Today, interest in melanocortin neuropeptides has re-emerged through α-melanocyte-stimulating hormone (α-MSH). This peptide, derived from ACTH, has arisen as a new tool to control the inflammatory process [7]. Multiple experimental studies have described the anti-inflammatory properties of α-MSH during ischaemia–reperfusion injury [8] and in autoimmune diseases including uveitis [9], encephalomyelitis [10], contact hypersensitivity [11] and arthritis [12]. Although anti-inflammatory effects have also been reported in models of kidney disease, improving haemodynamic failure and reducing the severity of renal lesions [13-15], limited effects in restoring impaired renal function and proteinuria have been described [14, 16, 17].
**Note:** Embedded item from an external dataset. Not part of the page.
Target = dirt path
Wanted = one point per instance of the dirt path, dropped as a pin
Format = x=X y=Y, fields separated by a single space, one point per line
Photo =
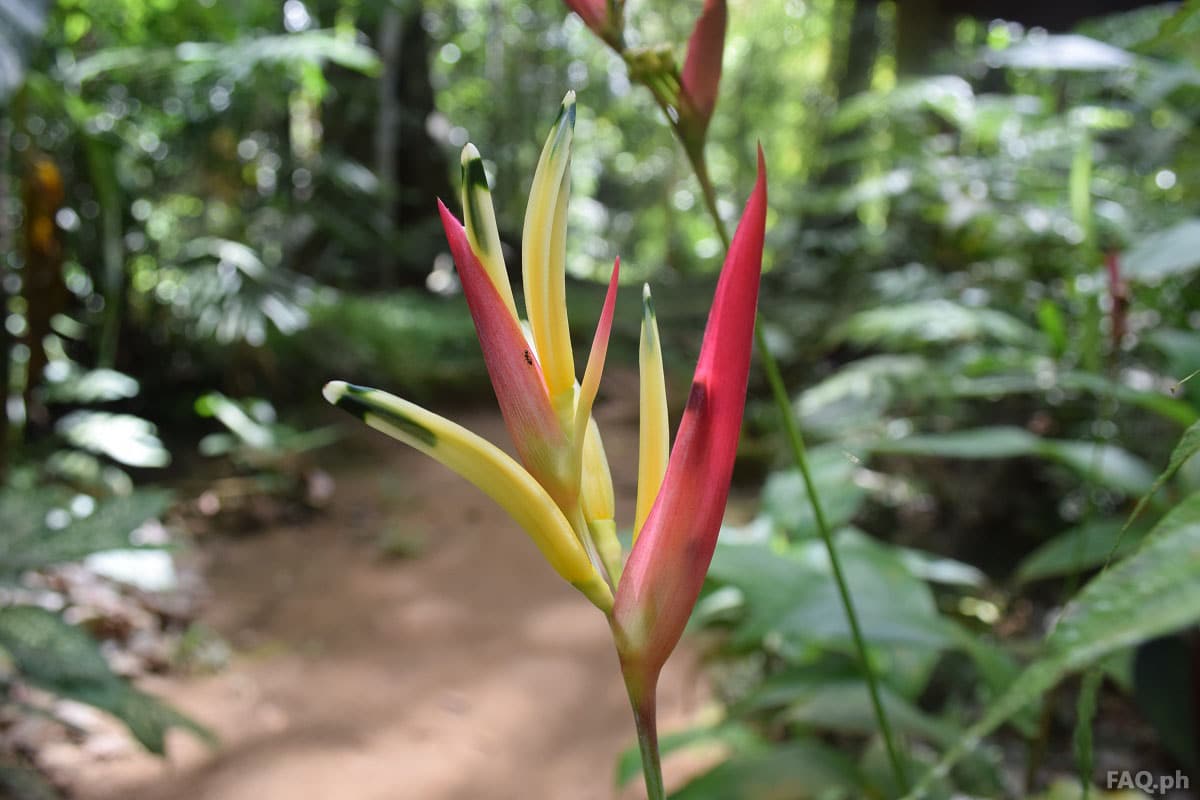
x=468 y=673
Melanocortin receptors (MCR) are present in multiple tissues and cell types, including the glomerulus, renal tubules, neutrophils, monocytes, dendritic cells and lymphocytes [18]. MCR1 activation prevents nuclear factor kappa B (NF-κB) translocation and reduces the production of several inflammatory mediators [19]. In experimental models of nephritis, α-MSH increases animal survival and improves glomerular filtration. Simultaneously, it decreases apoptosis, fibrosis, neutrophil infiltration, cytokine expression and reactive oxygen species production [13-15].
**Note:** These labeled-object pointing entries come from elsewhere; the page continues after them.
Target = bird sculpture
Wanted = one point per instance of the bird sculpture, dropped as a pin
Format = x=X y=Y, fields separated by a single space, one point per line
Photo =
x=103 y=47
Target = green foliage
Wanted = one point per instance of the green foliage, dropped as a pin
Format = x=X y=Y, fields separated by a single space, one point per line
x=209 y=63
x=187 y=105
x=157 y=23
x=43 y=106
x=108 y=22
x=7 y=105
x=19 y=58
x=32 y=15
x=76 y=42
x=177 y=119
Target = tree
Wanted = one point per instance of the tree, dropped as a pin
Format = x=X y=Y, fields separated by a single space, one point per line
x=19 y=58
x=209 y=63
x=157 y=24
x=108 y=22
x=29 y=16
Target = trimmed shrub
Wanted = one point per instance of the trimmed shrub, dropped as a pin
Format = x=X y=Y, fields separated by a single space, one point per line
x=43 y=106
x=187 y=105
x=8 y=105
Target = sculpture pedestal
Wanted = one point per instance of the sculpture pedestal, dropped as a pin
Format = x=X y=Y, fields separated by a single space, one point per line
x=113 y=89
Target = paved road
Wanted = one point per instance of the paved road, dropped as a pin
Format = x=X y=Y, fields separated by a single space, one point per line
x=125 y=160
Induced lupus models that resemble the SLE human disease are of pivotal relevance because they allow the study of mechanisms involved in the disease onset [20]. Among these models, intraperitoneal injection of mice with the hydrocarbon oil pristane (2,6,10,14-tetramethylpentadecane) is remarkable in that it faithfully exhibits the clinical manifestation and laboratorial abnormalities that are characteristic of SLE [21]. In addition, the pristane lupus-like model can be induced in the Balb/c strain, which is a more reliable colony of animals compared with spontaneous lupus mice [20].
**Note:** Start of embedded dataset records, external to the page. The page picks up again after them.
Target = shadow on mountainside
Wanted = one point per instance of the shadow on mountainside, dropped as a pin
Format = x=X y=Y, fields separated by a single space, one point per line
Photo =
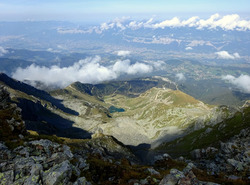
x=20 y=86
x=43 y=121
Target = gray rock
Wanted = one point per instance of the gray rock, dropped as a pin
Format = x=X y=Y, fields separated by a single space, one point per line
x=81 y=181
x=188 y=168
x=58 y=174
x=152 y=171
x=169 y=180
x=82 y=164
x=33 y=180
x=23 y=167
x=36 y=169
x=7 y=178
x=67 y=151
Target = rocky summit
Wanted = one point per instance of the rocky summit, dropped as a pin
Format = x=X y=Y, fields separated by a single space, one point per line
x=87 y=146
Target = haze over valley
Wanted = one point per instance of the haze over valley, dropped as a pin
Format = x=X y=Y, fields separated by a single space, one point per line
x=146 y=95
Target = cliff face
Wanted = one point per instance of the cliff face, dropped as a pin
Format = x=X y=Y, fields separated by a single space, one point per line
x=11 y=123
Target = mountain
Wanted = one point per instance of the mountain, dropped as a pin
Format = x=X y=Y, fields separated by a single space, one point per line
x=205 y=142
x=145 y=110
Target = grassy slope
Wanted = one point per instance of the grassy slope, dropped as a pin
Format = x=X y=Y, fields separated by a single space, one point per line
x=199 y=139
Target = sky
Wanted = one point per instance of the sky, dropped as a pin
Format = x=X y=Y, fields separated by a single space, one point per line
x=104 y=10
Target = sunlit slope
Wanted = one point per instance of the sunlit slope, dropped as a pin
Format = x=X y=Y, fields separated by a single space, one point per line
x=157 y=113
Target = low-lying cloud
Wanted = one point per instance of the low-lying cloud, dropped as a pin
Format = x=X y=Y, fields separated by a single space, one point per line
x=242 y=82
x=3 y=51
x=123 y=53
x=89 y=70
x=215 y=21
x=226 y=55
x=180 y=77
Considering that SLE patients present antigen presentation defects, cytokine release, arthritis and nephritis, and suffer alterations in the HPA axis, a plausible connection exists between melanocortins and lupus pathophysiology. However, no study discusses the effect of α-MSH on lupus. Therefore, the present study evaluated the effects of an α-MSH analogue treatment on pristane-induced murine lupus.

Materials and methods

Animals

This protocol was approved by the local Research Ethic Committee of Hospital Clinics/School of Medicine, University of São Paulo, under process number 0612/09·09. All animal care and experimental procedures were developed in strict conformity with Universities Federation for Animals Welfare and the Committee of Brazilian College of Experimental Animals (COBEA).

Because the pristane-induced model presents female preponderance as human disease [22], only adult female mice were employed. Twenty adult BALB/cAnUnib mice, 8·5 weeks old and weighing 20–25 g, were employed. The animals were kept in conventional colony rooms at the Rheumatology Division facility with controlled temperature (23 ± 1°C) and a 12-h light/dark cycle with food in pellets and water ad libitum. To avoid stress interference, no experiments were initiated until 15 days after animal arrival.

Experimental design and α-MSH treatment

Lupus was induced in 15 mice with a single intraperitoneal (i.p.) injection of 0·5 ml pristane (2,6,10,14 tetramethylpentadecane; Sigma Chemical Co., St Louis, MO, USA) that had been previously filtered through a 0·22 μm membrane (Millipore, Billerica, MA, USA) [23]. Five control mice received the same volume of 0·9% saline. Peripheral blood (250 μl) was collected from the submandibular vein at baseline and 180 days after treatment.

Alpha-melanocyte-stimulating hormone analogue [Nle4, DPhe7]-α-MSH (NDP-MSH; Melanotan-I) was purchased from Peptides International (Louisville, KY, USA). The α-MSH analogue [Nle4, DPhe7]-α-MSH was chosen due to its higher stability, biodisponibility and resistance to proteolytic degradation compared with the native peptide. In addition, it does not interfere with endogenous glucocorticoid production [24, 25].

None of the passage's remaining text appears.